O cortejo foi a morte. Eu e os cortejos sempre tivemos uma relação amor/ódio, mas este ano foi algo de transcendente. Antes de mais tenho a dizer que o meu carro estava lindo. Depois de tanto trabalho, foi bom olhar e dizer, em uníssono com os restantes 17 futuros (*cof*) engenheiros civis,
que orgulho, está mesmo lindo! Se arranjar fotos entretanto posto aqui para verem a obra de arte, mas basicamente era uma verdadeira rectro escavadora, com a pá à frente e a rectro atrás (pleonasmo?), a preto, e o restante corpo da máquina a azul claro e branco. O interior era forrado a cerveja, malibu, whisky, beirão, e tudo o que se pudesse imaginar. Estão a imaginar a beleza? Estão? Os júris não, visto que o consideraram o pior (leram bem) do cortejo. O pior! Que orgulho!
Orgulho porque a nomeação não se cingia à beleza estética, mas também - em grande parte - ao comportamento. Ora, o único carro que atrasa o cortejo, com tácticas inovadoras e inteligentes, só merece uma distinção.
Eu defendo a nossa causa ao júri: meus gays, então somos o carro número três, e vocês metem o condutor a dar gás pela Sá da Bandeira abaixo? Inadmissível. Procedimentos: Sair do carro, ultrapassá-lo, sentarmo-nos à frente dele e não arredar pé. Ou rabo. Ou corpo. Já ia de cada um.

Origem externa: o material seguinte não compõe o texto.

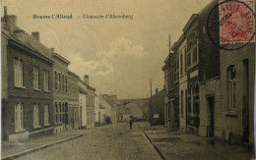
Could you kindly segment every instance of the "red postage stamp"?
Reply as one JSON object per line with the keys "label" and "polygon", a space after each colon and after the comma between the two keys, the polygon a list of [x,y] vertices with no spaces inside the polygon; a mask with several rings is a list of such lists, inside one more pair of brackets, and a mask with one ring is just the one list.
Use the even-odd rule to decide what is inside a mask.
{"label": "red postage stamp", "polygon": [[253,0],[226,1],[219,6],[221,43],[254,41],[253,9]]}

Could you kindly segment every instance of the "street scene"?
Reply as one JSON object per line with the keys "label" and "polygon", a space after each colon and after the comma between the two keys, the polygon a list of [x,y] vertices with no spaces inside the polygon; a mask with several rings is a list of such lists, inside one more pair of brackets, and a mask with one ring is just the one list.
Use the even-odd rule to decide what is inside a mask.
{"label": "street scene", "polygon": [[255,6],[1,1],[1,159],[255,159]]}

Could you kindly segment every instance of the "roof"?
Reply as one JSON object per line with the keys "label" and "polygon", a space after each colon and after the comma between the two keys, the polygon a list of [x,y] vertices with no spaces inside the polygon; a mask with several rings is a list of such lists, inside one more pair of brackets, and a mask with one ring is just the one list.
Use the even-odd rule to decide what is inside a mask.
{"label": "roof", "polygon": [[87,85],[88,88],[96,91],[96,89],[91,85],[89,85],[88,83],[86,83],[84,80],[82,80],[81,79],[79,79],[80,82],[82,82],[84,85]]}
{"label": "roof", "polygon": [[75,73],[71,72],[71,71],[68,71],[68,74],[74,78],[77,78],[79,79],[79,76],[77,76]]}
{"label": "roof", "polygon": [[193,24],[194,22],[198,19],[198,14],[193,14],[190,19],[188,20],[186,26],[184,27],[184,28],[182,29],[182,31],[186,31]]}
{"label": "roof", "polygon": [[[16,16],[8,15],[6,20],[8,20],[11,17]],[[2,17],[1,23],[3,23],[5,19]],[[10,32],[9,29],[5,27],[5,26],[3,26],[1,28],[2,35],[8,35],[8,40],[10,42],[13,42],[13,44],[15,44],[16,46],[26,51],[29,51],[35,56],[38,56],[46,61],[54,63],[52,61],[52,51],[48,47],[42,44],[39,40],[36,40],[34,36],[32,36],[32,34],[26,32],[21,27],[17,27],[16,24],[10,26],[11,27],[11,27],[10,30],[12,30],[12,32]]]}
{"label": "roof", "polygon": [[87,91],[85,89],[83,89],[81,86],[78,86],[78,90],[81,93],[87,94]]}
{"label": "roof", "polygon": [[[20,29],[20,31],[24,32],[24,30],[22,30],[22,29]],[[30,40],[23,40],[21,38],[17,38],[18,35],[10,34],[9,31],[7,31],[3,28],[1,28],[1,35],[5,36],[11,44],[13,44],[23,50],[26,50],[26,51],[30,52],[31,54],[37,56],[51,64],[54,64],[54,61],[52,61],[51,56],[49,56],[48,54],[45,54],[45,52],[41,52],[40,49],[36,49],[36,47],[32,46],[33,44],[32,44],[30,42]],[[25,35],[25,36],[27,36],[27,35]],[[49,49],[48,49],[48,51],[49,51],[48,53],[51,54]]]}
{"label": "roof", "polygon": [[59,60],[61,60],[62,62],[66,63],[67,65],[70,64],[70,61],[68,61],[67,59],[65,59],[64,57],[62,57],[61,55],[59,55],[58,53],[52,53],[53,57],[58,58]]}
{"label": "roof", "polygon": [[176,48],[176,45],[177,45],[177,42],[174,42],[174,43],[172,44],[172,46],[171,46],[171,48],[170,48],[170,49],[171,49],[172,51],[174,51],[174,50],[175,50],[175,48]]}

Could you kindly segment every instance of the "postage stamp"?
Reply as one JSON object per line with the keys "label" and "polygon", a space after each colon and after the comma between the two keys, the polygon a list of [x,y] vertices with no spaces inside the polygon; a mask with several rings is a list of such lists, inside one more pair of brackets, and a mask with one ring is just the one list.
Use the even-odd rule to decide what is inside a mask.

Entre cervejas cheias atiradas para onde calhava, chatices com o público, zonas púdicas a nú e outras coisas afins, aquele carro mais parecia um zoo. E eu, qual criança inocente, lá no meio. Ao menos lá para o fim - em pleno largo da portagem - ainda arranjei tempo para tirar uma bela soneca em cima do tejadilho, estava mesmo cansadinho, soube bem. Ah, acabei o dia a dormir nas escadas (e quando digo escadas não digo vãos, nem intervalos de escadas, foi mesmo nas escadas, a pisar costelas) do meu prédio. Coisas que acontecem.
Conheci a filha do professor com o nome mais fixe de Civil: Professor Picado. Era mais alta do que eu, mas até era bonitinha, o que me pareceu uma boa hipótese de me vingar dele.

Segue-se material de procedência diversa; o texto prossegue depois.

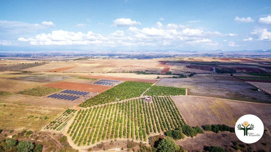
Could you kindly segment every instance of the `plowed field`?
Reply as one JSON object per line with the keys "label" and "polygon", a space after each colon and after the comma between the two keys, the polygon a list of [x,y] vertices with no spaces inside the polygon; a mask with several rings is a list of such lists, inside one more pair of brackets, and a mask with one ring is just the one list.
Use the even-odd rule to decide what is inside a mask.
{"label": "plowed field", "polygon": [[98,79],[110,79],[120,81],[138,81],[139,82],[146,82],[154,83],[158,81],[158,80],[150,80],[148,79],[142,79],[133,78],[124,78],[123,77],[118,77],[117,76],[96,76],[90,75],[84,76],[84,77],[88,78],[92,78]]}
{"label": "plowed field", "polygon": [[111,88],[111,87],[80,83],[60,81],[44,85],[64,89],[76,90],[89,92],[101,92]]}

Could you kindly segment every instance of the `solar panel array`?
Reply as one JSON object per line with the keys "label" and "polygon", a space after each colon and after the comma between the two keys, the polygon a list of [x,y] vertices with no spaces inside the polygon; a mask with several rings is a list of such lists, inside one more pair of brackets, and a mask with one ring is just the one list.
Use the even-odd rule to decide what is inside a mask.
{"label": "solar panel array", "polygon": [[[52,98],[57,98],[58,99],[64,99],[64,100],[73,101],[80,98],[80,96],[79,96],[80,95],[84,96],[89,93],[89,92],[76,91],[72,90],[69,90],[68,89],[62,91],[60,93],[66,94],[55,93],[53,95],[51,95],[47,97],[48,98],[51,97]],[[79,95],[77,96],[76,95]]]}
{"label": "solar panel array", "polygon": [[110,85],[113,84],[114,82],[119,82],[119,80],[107,80],[107,79],[102,79],[95,82],[94,84],[97,85]]}

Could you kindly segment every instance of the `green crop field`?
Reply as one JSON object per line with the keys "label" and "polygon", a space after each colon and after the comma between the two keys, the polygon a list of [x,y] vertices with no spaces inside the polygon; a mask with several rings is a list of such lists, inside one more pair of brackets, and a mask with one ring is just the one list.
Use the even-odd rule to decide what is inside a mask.
{"label": "green crop field", "polygon": [[54,92],[60,91],[62,90],[63,89],[52,87],[38,86],[34,88],[26,89],[16,93],[23,95],[42,97]]}
{"label": "green crop field", "polygon": [[90,107],[139,97],[152,84],[149,82],[126,81],[90,98],[79,106]]}
{"label": "green crop field", "polygon": [[146,95],[185,95],[185,88],[154,85],[145,93]]}
{"label": "green crop field", "polygon": [[139,98],[78,111],[67,131],[78,146],[122,138],[147,141],[185,123],[170,97],[154,97],[153,103]]}

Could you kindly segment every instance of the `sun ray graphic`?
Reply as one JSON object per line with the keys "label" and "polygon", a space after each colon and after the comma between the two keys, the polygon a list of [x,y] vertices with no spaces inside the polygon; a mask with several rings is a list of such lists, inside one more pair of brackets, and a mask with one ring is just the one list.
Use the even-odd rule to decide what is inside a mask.
{"label": "sun ray graphic", "polygon": [[244,123],[243,123],[243,126],[245,127],[247,127],[249,124],[248,122],[247,121],[244,121]]}

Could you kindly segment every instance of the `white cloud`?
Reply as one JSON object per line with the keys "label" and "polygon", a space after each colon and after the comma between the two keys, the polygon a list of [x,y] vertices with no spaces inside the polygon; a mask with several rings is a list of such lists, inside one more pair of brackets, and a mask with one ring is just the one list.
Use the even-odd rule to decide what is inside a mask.
{"label": "white cloud", "polygon": [[268,15],[265,17],[261,17],[259,19],[259,22],[264,24],[271,24],[271,16]]}
{"label": "white cloud", "polygon": [[267,29],[257,29],[253,30],[251,32],[252,34],[257,35],[259,39],[257,40],[271,40],[271,32],[267,31]]}
{"label": "white cloud", "polygon": [[244,39],[243,40],[244,41],[251,41],[253,39],[252,37],[249,37],[248,39]]}
{"label": "white cloud", "polygon": [[118,18],[115,20],[113,20],[113,22],[114,22],[114,25],[118,27],[131,26],[136,24],[141,24],[141,23],[140,22],[135,20],[132,21],[129,18]]}
{"label": "white cloud", "polygon": [[179,28],[179,26],[175,24],[168,24],[166,27],[166,29],[176,29]]}
{"label": "white cloud", "polygon": [[155,24],[155,27],[158,29],[161,29],[163,26],[163,24],[162,24],[160,22],[157,22],[157,23]]}
{"label": "white cloud", "polygon": [[186,36],[199,36],[202,35],[203,33],[202,31],[198,29],[185,29],[182,30],[182,33]]}
{"label": "white cloud", "polygon": [[50,21],[50,22],[46,22],[44,21],[42,23],[41,25],[44,25],[44,26],[54,26],[55,25],[53,23],[53,22]]}
{"label": "white cloud", "polygon": [[187,22],[188,23],[194,23],[197,22],[201,22],[201,20],[191,20],[190,21],[188,21]]}
{"label": "white cloud", "polygon": [[237,36],[236,33],[229,33],[229,34],[224,34],[226,36],[229,36],[230,37],[236,36]]}
{"label": "white cloud", "polygon": [[0,45],[9,46],[12,45],[11,42],[5,40],[0,40]]}
{"label": "white cloud", "polygon": [[254,20],[251,19],[251,17],[248,17],[246,18],[243,17],[242,18],[240,18],[238,16],[235,17],[235,18],[234,19],[234,20],[244,22],[251,22],[254,21]]}
{"label": "white cloud", "polygon": [[76,25],[75,26],[78,27],[85,28],[86,28],[86,24],[79,23],[76,24]]}
{"label": "white cloud", "polygon": [[235,45],[235,43],[234,42],[233,42],[232,41],[231,41],[229,42],[229,44],[228,45],[228,46],[231,46],[232,47],[235,47],[235,46],[238,46],[239,45]]}
{"label": "white cloud", "polygon": [[91,22],[91,20],[90,19],[89,19],[89,18],[87,18],[87,19],[86,19],[86,20],[88,22]]}

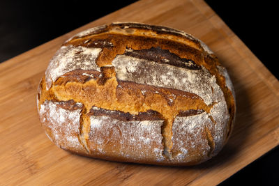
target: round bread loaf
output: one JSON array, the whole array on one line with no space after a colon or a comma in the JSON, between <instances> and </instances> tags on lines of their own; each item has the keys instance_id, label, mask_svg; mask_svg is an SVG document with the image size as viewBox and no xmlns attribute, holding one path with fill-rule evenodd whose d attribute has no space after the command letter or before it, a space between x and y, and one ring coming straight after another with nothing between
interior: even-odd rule
<instances>
[{"instance_id":1,"label":"round bread loaf","mask_svg":"<svg viewBox=\"0 0 279 186\"><path fill-rule=\"evenodd\" d=\"M225 68L202 41L116 22L62 45L40 82L38 109L47 137L72 153L192 165L227 142L234 98Z\"/></svg>"}]
</instances>

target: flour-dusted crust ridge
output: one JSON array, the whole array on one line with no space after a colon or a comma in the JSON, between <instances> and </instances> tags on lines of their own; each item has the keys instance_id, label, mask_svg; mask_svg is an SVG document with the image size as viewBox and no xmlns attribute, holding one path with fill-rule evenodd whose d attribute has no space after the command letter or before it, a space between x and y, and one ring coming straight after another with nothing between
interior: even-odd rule
<instances>
[{"instance_id":1,"label":"flour-dusted crust ridge","mask_svg":"<svg viewBox=\"0 0 279 186\"><path fill-rule=\"evenodd\" d=\"M86 156L190 165L218 154L235 118L226 69L202 41L162 26L115 22L65 42L40 83L42 126Z\"/></svg>"}]
</instances>

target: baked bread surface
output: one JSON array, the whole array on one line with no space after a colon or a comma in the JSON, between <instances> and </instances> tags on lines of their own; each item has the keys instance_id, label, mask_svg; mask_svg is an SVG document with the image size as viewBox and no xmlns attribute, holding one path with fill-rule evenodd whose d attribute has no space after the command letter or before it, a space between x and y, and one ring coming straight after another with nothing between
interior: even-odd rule
<instances>
[{"instance_id":1,"label":"baked bread surface","mask_svg":"<svg viewBox=\"0 0 279 186\"><path fill-rule=\"evenodd\" d=\"M38 109L47 137L72 153L192 165L225 144L236 105L226 69L202 41L117 22L62 45L40 82Z\"/></svg>"}]
</instances>

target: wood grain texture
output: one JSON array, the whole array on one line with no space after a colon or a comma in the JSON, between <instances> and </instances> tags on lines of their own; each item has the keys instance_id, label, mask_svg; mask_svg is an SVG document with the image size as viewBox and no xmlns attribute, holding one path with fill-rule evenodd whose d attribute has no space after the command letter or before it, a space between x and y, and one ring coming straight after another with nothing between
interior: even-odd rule
<instances>
[{"instance_id":1,"label":"wood grain texture","mask_svg":"<svg viewBox=\"0 0 279 186\"><path fill-rule=\"evenodd\" d=\"M225 66L237 100L235 127L223 150L195 166L119 163L58 148L40 127L39 80L61 45L84 29L139 22L185 31ZM202 1L144 0L0 64L0 185L216 185L279 144L279 82Z\"/></svg>"}]
</instances>

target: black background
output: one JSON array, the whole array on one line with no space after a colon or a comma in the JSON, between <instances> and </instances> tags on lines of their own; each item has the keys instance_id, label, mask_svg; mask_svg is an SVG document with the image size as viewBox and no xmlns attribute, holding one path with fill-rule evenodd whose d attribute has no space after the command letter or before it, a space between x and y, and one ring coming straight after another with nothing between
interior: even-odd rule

Que idade tens? Quase 19. Ah bom, não tens 18, tens quase 19, isso já é outra coisa! Esta juventude está perdida.
Esqueci-me três vezes do bilhete geral no carro, mas só reparei nisso quando estava a entrar no recinto. Uma delas, aliás, entreguei o bilhete, ao que o segurança me diz:
Oh amigo, isto não é o geral.Olhe que é, olhe aqui: Bilhete Geral.Sim, realmente um geral é... so que é o da Latada.E ri-me, porque chorar não adiantava de nada. Lá foi o desgraçado sozinho para trás.
Recebi uma mensagem - num day-after - que, de tão simples, me fez rebolar:
Babe, tavas tão lindo de amarelo!Nunca subestimem o amarelo.
Tenho também a referir que o palco secundário foi muito
underrated mas lá mais para o fim se afirmou como uma zona histórica.
Por fim, foi mais uma Queima em que o meu blog entrou em várias conversas nocturnas, muita gente se apresentou como leitor assíduo e ainda houve tempo para passarem por mim a berrar "eu é que sou a fã do teu blog!", enquanto alguém a puxava pelo pescoço. Tenho pena de não me lembrar de grande parte das pessoas que me falam nestas alturas, mas fica a intenção. O que sei é que sempre que elogiavam aqui o cantinho me dava vontade de encarnar os rabetinhas trajados na serenata.
Awww, já acabou. Tenho pena, foi uma semana alucinante - e desgastante -, mas foi, provavelmente, a melhor Queima desde que estou em Coimbra. E já conto quatro. Obrigado a quem fez dela inesquecível.